While there are a lot of aspects of stripping that are similar to being a therapist—the transactional nature of the relationship, the ways in which fantasy is projected onto the stripper/therapist, the opportunity for healing and connection—as someone who is studying to become a therapist, the differences, too, are stark. Therapy is widely accepted as a legitimate form of work, while sex work is not.
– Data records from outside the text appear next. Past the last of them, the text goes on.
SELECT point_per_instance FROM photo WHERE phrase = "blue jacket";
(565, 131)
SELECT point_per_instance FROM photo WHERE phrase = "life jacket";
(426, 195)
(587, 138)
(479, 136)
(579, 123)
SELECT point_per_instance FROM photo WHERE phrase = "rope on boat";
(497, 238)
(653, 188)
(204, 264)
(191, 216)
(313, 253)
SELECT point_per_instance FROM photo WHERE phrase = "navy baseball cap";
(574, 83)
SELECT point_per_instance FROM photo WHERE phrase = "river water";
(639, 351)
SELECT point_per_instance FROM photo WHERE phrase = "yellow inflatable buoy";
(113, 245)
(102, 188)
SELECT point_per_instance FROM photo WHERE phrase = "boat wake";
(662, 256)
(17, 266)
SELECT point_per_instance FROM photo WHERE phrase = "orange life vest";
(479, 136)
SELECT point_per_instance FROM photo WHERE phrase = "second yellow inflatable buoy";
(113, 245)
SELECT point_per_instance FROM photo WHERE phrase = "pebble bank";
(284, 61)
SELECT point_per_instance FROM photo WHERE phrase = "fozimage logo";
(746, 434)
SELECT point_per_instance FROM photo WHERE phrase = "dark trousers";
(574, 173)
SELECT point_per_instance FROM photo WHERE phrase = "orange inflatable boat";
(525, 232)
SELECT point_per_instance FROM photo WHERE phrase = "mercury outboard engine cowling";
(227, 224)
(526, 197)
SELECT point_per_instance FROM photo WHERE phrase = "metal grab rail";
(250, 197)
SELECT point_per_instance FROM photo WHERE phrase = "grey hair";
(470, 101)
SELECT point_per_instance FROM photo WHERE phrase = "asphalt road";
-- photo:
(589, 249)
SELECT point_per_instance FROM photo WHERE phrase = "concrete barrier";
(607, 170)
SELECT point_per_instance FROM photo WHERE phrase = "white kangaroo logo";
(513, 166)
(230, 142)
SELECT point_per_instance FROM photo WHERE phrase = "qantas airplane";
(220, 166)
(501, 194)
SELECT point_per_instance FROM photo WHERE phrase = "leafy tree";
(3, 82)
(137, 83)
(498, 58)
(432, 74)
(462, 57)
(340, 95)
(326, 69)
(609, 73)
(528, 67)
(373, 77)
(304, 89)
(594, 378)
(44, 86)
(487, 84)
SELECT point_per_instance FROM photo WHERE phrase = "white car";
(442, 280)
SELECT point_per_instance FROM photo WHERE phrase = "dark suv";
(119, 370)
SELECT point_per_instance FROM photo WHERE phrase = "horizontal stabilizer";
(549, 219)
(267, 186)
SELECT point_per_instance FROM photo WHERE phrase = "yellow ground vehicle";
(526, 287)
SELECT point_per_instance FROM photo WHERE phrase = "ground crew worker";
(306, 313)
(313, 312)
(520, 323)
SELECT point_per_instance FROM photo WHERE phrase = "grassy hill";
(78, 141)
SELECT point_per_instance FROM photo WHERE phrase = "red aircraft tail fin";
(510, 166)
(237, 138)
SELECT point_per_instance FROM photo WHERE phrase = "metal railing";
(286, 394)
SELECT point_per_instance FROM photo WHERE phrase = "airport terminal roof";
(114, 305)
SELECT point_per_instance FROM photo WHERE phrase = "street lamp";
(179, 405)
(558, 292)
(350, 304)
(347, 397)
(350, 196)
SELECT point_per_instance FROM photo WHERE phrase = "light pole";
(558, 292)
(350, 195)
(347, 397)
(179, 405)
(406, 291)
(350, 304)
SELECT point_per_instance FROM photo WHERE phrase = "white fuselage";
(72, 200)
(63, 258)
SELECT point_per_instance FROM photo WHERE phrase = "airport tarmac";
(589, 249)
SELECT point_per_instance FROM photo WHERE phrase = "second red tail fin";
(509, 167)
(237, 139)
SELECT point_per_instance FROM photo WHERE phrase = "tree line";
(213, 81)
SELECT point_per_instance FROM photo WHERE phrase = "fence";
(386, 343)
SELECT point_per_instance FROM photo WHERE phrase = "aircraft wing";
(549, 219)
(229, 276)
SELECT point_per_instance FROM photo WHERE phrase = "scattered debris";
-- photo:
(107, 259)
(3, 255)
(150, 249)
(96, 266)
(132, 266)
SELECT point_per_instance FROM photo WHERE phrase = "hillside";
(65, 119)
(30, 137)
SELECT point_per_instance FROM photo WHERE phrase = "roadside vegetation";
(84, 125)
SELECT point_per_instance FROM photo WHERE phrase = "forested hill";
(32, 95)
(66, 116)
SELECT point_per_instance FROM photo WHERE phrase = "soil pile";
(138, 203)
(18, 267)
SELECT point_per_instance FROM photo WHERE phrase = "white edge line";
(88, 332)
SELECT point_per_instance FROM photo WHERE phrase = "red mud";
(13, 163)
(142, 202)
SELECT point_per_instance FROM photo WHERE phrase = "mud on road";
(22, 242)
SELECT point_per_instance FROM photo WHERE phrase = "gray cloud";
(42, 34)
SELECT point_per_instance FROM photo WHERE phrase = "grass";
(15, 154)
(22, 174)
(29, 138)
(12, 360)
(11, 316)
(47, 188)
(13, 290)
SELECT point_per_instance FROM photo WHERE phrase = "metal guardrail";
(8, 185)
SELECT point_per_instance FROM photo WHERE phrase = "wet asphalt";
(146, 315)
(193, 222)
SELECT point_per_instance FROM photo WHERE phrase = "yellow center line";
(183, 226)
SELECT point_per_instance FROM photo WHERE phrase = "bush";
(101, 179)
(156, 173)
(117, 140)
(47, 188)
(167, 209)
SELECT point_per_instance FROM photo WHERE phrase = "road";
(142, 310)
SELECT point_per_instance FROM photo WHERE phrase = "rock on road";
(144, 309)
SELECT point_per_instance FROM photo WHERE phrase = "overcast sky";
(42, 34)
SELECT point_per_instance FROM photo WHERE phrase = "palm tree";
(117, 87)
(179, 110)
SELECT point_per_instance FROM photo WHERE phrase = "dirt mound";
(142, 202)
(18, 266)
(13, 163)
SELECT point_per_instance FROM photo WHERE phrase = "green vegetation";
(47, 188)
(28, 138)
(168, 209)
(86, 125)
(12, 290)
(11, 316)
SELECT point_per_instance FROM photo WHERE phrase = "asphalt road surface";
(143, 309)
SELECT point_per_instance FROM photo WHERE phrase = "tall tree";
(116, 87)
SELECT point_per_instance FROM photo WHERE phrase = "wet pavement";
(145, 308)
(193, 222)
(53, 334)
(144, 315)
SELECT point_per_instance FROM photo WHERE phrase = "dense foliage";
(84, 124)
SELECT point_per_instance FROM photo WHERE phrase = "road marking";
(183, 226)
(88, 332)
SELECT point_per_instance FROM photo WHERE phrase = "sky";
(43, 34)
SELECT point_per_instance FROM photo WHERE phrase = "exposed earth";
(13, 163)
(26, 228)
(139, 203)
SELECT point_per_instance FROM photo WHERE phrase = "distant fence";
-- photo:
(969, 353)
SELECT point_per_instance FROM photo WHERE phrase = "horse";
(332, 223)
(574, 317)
And while a clinician’s clients may sometimes develop unhealthy or inappropriate attachments to their therapists, it usually doesn’t pose much of a threat to the therapist.

By contrast, some of the women I dance with have been stalked, and there’s little recourse for them when something like that happens, as sex workers are often accused of “leading a guy on” (hello, creating a fantasy is literally part of our job) and assumed to be deserving of the violence we encounter.

Finally, therapists—hopefully—pursue their work, at least in part, because they want to help people heal. Strippers are there to pay our bills, and the primary function of our job is to be an entertainer, not a shrink. Providing a healing experience for someone can be a welcome, but by no means mandatory, side effect of that. More and more frequently, though, the men who come to my club are coming in with a sense of entitlement: that because I’m there, and because I’m feminine-presenting, friendly, and undressed, that they’re entitled to my services (conversation, entertainment, dance) for free or cheap.

No one expects their therapist to work for free, even if they do find it fulfilling to provide support, validation, and guidance. It shouldn’t be expected of strippers and sex workers either.